Admin dashboard: review queue
AI classification is correct 92 % of the time. The remaining 8 % (genre miss, wrong primary artist for festivals) is handled in a review queue: every enriched event goes through an admin pass before publishing. Bulk operations (change genre for all "Karneval"-titled events) in one click, full keyboard shortcuts (j/k/x), inline edit.
Concrete KPIs:
- 50,000+ events scraped per year
- 8,000+ live events indexed (after dedup and stale filtering)
- Review throughput: 200+ events/h with keyboard shortcuts (vs 30/h clicking manually)
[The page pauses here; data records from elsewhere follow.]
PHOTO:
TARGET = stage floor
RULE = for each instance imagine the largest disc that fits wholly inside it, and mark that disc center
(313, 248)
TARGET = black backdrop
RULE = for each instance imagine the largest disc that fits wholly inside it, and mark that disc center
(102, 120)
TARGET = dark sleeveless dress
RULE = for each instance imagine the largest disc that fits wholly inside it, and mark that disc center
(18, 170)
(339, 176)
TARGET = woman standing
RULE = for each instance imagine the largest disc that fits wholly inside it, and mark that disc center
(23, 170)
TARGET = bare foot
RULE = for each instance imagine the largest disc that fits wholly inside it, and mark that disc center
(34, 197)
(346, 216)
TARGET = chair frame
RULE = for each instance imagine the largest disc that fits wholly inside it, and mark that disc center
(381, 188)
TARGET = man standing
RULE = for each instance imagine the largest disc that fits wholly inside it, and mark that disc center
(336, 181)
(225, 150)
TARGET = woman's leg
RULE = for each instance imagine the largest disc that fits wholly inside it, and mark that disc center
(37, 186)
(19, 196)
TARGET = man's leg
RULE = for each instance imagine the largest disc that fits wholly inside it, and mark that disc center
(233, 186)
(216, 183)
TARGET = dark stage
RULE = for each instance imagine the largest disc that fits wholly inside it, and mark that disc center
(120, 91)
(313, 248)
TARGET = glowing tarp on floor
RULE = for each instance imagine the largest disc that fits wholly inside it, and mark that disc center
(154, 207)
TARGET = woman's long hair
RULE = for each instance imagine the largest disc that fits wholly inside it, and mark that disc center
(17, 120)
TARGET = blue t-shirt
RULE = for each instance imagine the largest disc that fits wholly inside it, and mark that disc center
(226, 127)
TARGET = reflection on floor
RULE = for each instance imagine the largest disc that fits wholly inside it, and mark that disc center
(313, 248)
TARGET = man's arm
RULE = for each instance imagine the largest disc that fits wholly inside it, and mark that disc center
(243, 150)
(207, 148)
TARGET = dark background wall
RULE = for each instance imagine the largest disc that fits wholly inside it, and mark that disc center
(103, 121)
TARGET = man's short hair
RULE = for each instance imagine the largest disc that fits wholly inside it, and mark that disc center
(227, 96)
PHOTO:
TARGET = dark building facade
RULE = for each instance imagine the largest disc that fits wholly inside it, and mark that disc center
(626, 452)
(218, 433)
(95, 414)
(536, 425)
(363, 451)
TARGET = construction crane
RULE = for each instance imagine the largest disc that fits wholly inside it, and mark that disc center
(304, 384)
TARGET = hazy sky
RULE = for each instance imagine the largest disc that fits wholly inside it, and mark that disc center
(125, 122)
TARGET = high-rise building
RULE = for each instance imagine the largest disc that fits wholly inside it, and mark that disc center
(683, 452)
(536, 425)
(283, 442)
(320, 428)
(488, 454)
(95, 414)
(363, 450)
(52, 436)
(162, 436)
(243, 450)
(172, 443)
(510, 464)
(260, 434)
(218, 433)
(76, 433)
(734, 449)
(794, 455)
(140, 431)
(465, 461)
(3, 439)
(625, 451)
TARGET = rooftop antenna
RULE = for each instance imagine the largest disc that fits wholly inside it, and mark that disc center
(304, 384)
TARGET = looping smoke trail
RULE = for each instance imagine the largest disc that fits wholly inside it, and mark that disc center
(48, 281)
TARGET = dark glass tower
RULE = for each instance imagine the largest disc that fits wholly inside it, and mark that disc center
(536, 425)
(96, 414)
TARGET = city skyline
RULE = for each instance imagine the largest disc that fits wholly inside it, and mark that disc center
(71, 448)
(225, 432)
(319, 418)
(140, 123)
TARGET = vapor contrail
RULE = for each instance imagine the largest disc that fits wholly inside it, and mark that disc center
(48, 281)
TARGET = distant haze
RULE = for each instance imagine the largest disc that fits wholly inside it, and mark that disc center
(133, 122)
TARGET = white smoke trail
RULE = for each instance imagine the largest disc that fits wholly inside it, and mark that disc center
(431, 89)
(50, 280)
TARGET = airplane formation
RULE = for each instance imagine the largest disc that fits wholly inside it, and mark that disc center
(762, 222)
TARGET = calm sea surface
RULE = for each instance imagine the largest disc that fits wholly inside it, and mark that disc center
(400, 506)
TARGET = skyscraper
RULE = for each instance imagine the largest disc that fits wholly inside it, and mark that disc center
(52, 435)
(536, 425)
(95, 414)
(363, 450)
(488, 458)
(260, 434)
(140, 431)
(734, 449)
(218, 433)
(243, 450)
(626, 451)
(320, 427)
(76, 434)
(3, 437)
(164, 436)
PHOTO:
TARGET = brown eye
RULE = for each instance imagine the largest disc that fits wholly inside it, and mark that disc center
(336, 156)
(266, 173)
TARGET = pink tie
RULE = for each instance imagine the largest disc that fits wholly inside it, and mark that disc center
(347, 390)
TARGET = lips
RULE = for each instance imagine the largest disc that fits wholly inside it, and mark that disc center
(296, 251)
SEO play: DataForSEO baseline
This was the first project where I deployed the DataForSEO baseline. I generated 574 KW for Ostrava, filtered by volume × intent, and picked 30 target phrases:
| Keyword | Monthly volume | Position before | Position after (T+90) |
|---|---|---|---|
akce ostrava | 8,100 | n/a | #3 |
co dělat v ostravě | 2,400 | n/a | #5 |
vstupenky zoo ostrava | 1,600 | n/a | #2 |
ostrava akce dnes | 1,300 | n/a | #4 |
koncerty ostrava 2026 | 880 | n/a | #6 |
goout ostrava alternativa | 110 | n/a | #1 |
"alternativa"-style KW are a gold mine: low volume, but 100 % buying intent. I won them because nobody else was targeting them.
Lessons
- Vendor scraping is fragile. TicketPortal changed DOM structure twice in a year, GoOut closed one API endpoint and opened another. I built a smoke-test runner that scrapes one known event every hour and alerts when parsing fails.
- Anthropic Batch API is underrated. A 50 % discount in exchange for a 24h SLA on nightly jobs is a no-brainer. I now use it in DokladBot too.
- 6 languages is not 6× the work. i18next + JSON keys, sure, but AI translation of event descriptions (CS → EN/DE/PL/SK/UA) in a single Claude call is trivial. Real cost: 30 minutes of copy review per new event batch.
- Multi-language SEO has its own rules. UK users search "events Ostrava" (in English), Poles "wydarzenia Ostrawa". One URL prefix per locale (
/en/events/...,/pl/wydarzenia/...), hreflang tags, separate sitemap per locale. Without that Google only indexes the CS version. - Build the aggregator before content. Once you have 8,000 events in DB, automatic landing pages like "techno events Ostrava 2026" and "rooftop concerts June 2026" build themselves - long-tail SEO writes itself.